Pensioners advised to delay completing tax returns
The Low Incomes Tax Reform Group (LITRG) has advised pensioners to wait until the end of May before completing a tax return due to HMRC issuing notices despite introducing a new system which means that pensioners with a state pension exceeding their personal allowance may no longer have to file a return
19 Apr 2017
Up until 6 April 2017 the only way HMRC could collect tax due on state pensions which exceeded the personal allowance was to issue a self assessment tax return as a result of the Department for Work and Pensions (DWP) not deducting tax due under PAYE.
In April, HMRC introduced a system which means that individuals do not have to complete a tax return if there is no other income that needs to be reported to HMRC. Instead a simple assessment will be issued based on the information HMRC receives from the DWP. The tax which is due on the simple assessment will then have to be paid by 31 January.

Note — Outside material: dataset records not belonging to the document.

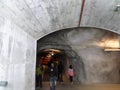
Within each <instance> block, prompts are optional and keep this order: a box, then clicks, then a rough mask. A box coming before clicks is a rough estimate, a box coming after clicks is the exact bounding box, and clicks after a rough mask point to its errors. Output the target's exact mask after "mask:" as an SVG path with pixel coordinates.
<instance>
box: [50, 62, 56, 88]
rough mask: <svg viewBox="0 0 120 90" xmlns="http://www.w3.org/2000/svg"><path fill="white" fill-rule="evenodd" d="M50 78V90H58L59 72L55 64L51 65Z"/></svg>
mask: <svg viewBox="0 0 120 90" xmlns="http://www.w3.org/2000/svg"><path fill="white" fill-rule="evenodd" d="M49 76H50V90H56V76H57V71H56V67H55V65H54V63H51V66H50V68H49Z"/></svg>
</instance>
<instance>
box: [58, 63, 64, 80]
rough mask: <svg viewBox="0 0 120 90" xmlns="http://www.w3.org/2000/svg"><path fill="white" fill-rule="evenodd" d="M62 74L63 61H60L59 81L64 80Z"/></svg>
mask: <svg viewBox="0 0 120 90" xmlns="http://www.w3.org/2000/svg"><path fill="white" fill-rule="evenodd" d="M62 74H63V64H62V62H61V61H60V62H59V64H58V81H59V82H62V81H63V79H62Z"/></svg>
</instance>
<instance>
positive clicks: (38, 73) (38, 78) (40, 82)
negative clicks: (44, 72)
mask: <svg viewBox="0 0 120 90" xmlns="http://www.w3.org/2000/svg"><path fill="white" fill-rule="evenodd" d="M42 74H43V67H42V65H41V64H38V65H37V67H36V87H41V88H42Z"/></svg>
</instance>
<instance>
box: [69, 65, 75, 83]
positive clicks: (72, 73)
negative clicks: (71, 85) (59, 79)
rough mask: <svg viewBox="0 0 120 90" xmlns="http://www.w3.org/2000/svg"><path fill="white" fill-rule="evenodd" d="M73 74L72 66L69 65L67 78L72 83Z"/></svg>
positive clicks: (70, 65) (72, 66)
mask: <svg viewBox="0 0 120 90" xmlns="http://www.w3.org/2000/svg"><path fill="white" fill-rule="evenodd" d="M73 76H74V70H73V66H72V65H69V68H68V77H69V80H70V82H71V84H73Z"/></svg>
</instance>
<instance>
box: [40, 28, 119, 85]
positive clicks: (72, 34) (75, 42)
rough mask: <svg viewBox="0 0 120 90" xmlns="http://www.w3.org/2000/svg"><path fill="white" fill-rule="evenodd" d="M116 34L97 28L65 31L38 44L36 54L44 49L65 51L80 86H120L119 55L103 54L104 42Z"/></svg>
mask: <svg viewBox="0 0 120 90" xmlns="http://www.w3.org/2000/svg"><path fill="white" fill-rule="evenodd" d="M118 36H119V35H118V34H115V33H113V32H110V31H107V30H104V29H98V28H76V29H67V30H61V31H58V32H55V33H53V34H50V35H48V36H46V37H44V38H42V39H40V40H39V41H38V52H39V50H42V49H45V48H57V49H61V50H65V53H66V55H67V56H68V57H69V59H70V63H72V64H73V66H74V69H75V77H74V80H77V81H79V82H80V83H82V84H91V83H120V73H119V66H120V63H119V62H120V59H119V55H120V52H106V51H104V41H105V40H107V39H113V38H117V37H118Z"/></svg>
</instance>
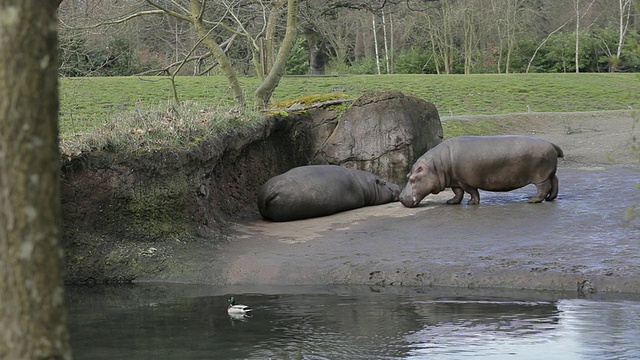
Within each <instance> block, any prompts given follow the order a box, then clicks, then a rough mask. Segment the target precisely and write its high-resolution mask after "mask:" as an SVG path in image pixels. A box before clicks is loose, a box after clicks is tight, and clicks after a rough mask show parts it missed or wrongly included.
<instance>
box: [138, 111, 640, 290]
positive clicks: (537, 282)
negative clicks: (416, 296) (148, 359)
mask: <svg viewBox="0 0 640 360" xmlns="http://www.w3.org/2000/svg"><path fill="white" fill-rule="evenodd" d="M475 118H476V117H464V118H463V119H465V120H468V121H474V119H475ZM493 118H497V119H498V120H500V122H501V123H503V124H504V126H503V132H504V133H513V134H529V135H534V136H538V137H541V138H545V139H548V140H551V141H553V142H554V143H556V144H558V145H559V146H560V147H561V148H562V149H563V150H564V153H565V158H564V159H563V160H561V162H560V166H559V167H560V169H559V177H560V195H559V198H558V200H557V201H555V202H551V203H542V204H528V203H526V198H527V197H528V196H530V193H531V192H532V189H531V188H529V187H527V188H524V189H521V190H518V191H514V192H510V193H502V194H493V193H486V194H483V195H482V199H483V200H482V203H481V205H480V206H476V207H473V206H467V205H460V206H446V205H443V202H444V200H445V199H446V198H447V197H448V196H450V194H439V195H437V196H429V197H428V198H427V199H425V200H424V201H423V204H422V205H421V206H419V207H418V208H415V209H408V208H404V207H402V205H400V204H399V203H393V204H387V205H381V206H376V207H369V208H363V209H359V210H355V211H349V212H345V213H341V214H336V215H333V216H327V217H322V218H317V219H309V220H303V221H296V222H288V223H270V222H266V221H263V220H261V219H259V218H258V216H257V214H256V215H255V216H254V217H253V218H251V219H248V220H243V221H238V222H235V223H234V224H232V225H231V226H230V227H228V228H227V229H226V230H227V235H226V236H224V237H220V238H215V239H213V238H209V239H202V241H197V242H191V243H189V244H181V243H179V242H172V241H165V242H164V243H162V244H156V245H155V246H154V251H153V252H152V253H150V254H146V255H145V254H144V253H143V254H141V256H147V257H149V258H156V259H162V261H161V263H162V264H163V269H161V270H160V271H158V272H157V273H155V274H154V275H153V276H146V277H141V278H138V280H140V281H171V282H183V283H207V284H225V285H228V284H238V285H242V284H280V285H287V284H295V285H300V284H328V283H334V284H370V285H445V286H460V287H472V288H491V287H495V288H517V289H545V290H569V291H576V292H577V293H578V294H581V295H589V294H592V293H596V292H609V293H616V292H631V293H640V277H639V276H638V275H639V274H640V243H639V242H638V239H640V226H638V222H637V221H631V222H630V223H629V221H628V220H627V219H626V218H625V213H626V212H627V210H628V208H629V207H630V206H632V205H633V204H634V203H636V202H637V203H640V194H639V193H640V191H638V190H637V189H636V187H635V185H636V183H637V182H639V181H640V176H639V175H640V174H639V173H638V157H637V156H638V155H637V153H634V152H632V150H631V149H632V148H633V146H634V144H635V134H636V133H637V131H636V129H635V122H634V118H633V114H632V113H630V112H589V113H553V114H551V113H534V114H515V115H500V116H494V117H493ZM446 121H447V118H444V119H443V122H445V123H446Z"/></svg>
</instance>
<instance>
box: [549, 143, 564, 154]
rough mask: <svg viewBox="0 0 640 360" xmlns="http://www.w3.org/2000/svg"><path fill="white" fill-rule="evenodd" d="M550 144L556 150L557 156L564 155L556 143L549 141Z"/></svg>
mask: <svg viewBox="0 0 640 360" xmlns="http://www.w3.org/2000/svg"><path fill="white" fill-rule="evenodd" d="M551 145H553V148H554V149H556V151H557V152H558V157H564V152H562V149H560V147H559V146H558V145H556V144H554V143H551Z"/></svg>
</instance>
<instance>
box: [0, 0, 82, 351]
mask: <svg viewBox="0 0 640 360" xmlns="http://www.w3.org/2000/svg"><path fill="white" fill-rule="evenodd" d="M57 6H58V1H44V2H43V1H39V0H21V1H15V0H0V174H1V175H0V273H2V276H0V323H1V324H2V331H1V332H0V358H1V359H71V349H70V345H69V335H68V330H67V312H66V308H65V300H64V291H63V280H62V248H61V244H60V236H61V226H60V222H61V221H60V219H61V204H60V187H59V176H60V173H59V162H58V161H59V156H58V57H57V35H56V28H57V22H56V17H55V13H56V8H57Z"/></svg>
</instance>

However, HMRC is still issuing notices to pensioners informing them that they must complete a tax return and then a few weeks later HMRC gets in contact again to backtrack and inform the same pensioners that they are not required to file a tax return due to the new system.
Therefore, the LITRG has advised that pensioners wait until the end of May to see whether HMRC removes their obligation to file a tax return. If an individual believes they qualify for this obligation the LITRG advises that they should wait to see if they receive a note from HMRC before contacting the tax authority asking to be removed.
If an individual is informed to complete a tax return but does not have the notice withdrawn then the return must be filed by 31 January 2018 to avoid any penalties.